Monday, Jan. 07, 1952
Yesterday Paris
No one knew turn-of-the-century Paris better than Photographer Eugene Atget. He trudged its boulevards and back alleys, aiming his antique box camera at the sidewalks, the rooftops, the chestnut trees, the shop windows and the people. Passers-by suspected him of being a lunatic or even a spy. Artier photographers ridiculed him as a crackpot and tasteless hack. Among the few to appreciate his work as time went by was U.S. Photographer Berenice Abbott.
Last week Photographer Abbott, who bought up the photographs and plates Atget left behind at his death in 1927, was displaying 200 of the best of them at Manhattan's New School for Social Research. Atget's 30 years of patient trudging and clicking added up to a splendid historical document of a yesterday Paris.
Printed on softly highlighted gold chloride paper, the photographs showed with equal clarity Paris' elegant mansions and lean-to shanties, her fashionably dressed strollers and her ragpickers. Among the finest: a warmhearted study of a blind organ grinder accompanying a bright-faced young street singer, deadpan views of the cluttered windows of a toupee maker and hairdresser, sailor-hatted moppets at play in the Luxembourg Gardens, a plump bakery girl in leg-of-mutton sleeves pushing her wicker cart, a crew of pavers at work on a Paris street.

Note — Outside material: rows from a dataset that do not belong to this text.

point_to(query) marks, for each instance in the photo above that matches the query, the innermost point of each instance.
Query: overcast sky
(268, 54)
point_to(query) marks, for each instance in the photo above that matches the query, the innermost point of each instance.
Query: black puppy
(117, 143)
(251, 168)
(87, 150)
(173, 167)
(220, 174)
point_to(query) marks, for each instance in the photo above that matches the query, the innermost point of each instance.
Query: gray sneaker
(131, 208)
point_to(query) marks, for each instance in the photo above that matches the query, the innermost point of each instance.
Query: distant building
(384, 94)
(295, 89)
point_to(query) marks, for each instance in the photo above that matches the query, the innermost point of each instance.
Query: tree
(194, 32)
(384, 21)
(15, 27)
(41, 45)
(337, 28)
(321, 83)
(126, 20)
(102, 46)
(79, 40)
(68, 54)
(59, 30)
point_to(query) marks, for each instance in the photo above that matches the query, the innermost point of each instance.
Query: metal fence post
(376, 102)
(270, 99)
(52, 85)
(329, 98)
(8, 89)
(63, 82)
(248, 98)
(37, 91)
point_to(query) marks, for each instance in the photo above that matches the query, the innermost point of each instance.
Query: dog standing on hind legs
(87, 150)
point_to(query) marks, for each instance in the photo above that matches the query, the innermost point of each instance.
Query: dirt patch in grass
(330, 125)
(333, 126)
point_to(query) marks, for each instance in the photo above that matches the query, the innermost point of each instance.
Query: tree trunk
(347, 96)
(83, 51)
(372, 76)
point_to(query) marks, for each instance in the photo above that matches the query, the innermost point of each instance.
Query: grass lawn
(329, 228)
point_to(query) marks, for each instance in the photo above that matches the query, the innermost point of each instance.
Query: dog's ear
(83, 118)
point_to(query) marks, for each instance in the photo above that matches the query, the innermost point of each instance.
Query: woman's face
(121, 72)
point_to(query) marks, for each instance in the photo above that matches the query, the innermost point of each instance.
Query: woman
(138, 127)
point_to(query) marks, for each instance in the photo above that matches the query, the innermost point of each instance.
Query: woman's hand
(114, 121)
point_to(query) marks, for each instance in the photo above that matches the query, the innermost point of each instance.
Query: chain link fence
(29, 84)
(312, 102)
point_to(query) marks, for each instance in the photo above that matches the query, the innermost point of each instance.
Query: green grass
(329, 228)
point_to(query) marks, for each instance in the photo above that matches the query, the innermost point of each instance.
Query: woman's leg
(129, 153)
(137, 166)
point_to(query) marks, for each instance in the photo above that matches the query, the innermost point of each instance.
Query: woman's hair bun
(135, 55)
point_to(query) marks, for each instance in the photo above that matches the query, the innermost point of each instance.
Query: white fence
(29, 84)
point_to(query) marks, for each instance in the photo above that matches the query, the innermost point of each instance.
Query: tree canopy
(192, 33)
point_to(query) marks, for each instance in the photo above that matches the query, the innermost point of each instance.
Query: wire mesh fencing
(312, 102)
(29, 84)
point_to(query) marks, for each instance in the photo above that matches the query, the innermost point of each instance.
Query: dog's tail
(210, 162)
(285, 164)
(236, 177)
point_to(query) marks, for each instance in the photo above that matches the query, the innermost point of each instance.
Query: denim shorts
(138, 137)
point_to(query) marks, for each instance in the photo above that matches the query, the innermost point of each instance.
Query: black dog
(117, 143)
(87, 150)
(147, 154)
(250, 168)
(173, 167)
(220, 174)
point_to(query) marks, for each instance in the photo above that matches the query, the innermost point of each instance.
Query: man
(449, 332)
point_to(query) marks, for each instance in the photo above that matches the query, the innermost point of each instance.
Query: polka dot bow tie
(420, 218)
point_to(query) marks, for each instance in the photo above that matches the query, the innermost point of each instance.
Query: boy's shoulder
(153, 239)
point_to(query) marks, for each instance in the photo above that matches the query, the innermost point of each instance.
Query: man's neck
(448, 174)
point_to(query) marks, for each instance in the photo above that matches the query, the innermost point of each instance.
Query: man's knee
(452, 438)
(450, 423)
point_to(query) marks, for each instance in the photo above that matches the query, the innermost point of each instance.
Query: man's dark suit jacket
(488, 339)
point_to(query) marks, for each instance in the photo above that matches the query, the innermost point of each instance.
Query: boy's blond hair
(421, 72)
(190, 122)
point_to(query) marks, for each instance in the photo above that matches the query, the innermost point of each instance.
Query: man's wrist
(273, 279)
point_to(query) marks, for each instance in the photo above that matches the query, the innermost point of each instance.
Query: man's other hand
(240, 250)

Atget never replaced his old-fashioned camera, scorned such new photographic developments as filters, adjustable lenses and high-speed film. In his old age he lived in a bare Paris flat, ate nothing but bread, milk and an occasional lump of sugar. But he still found energy to go out each morning at dawn, lug his bulky equipment up a fountain or statue if he could get a better view. By the time he died, at 70, he had snapped his favorite city some 10,000 times, not once found her dull.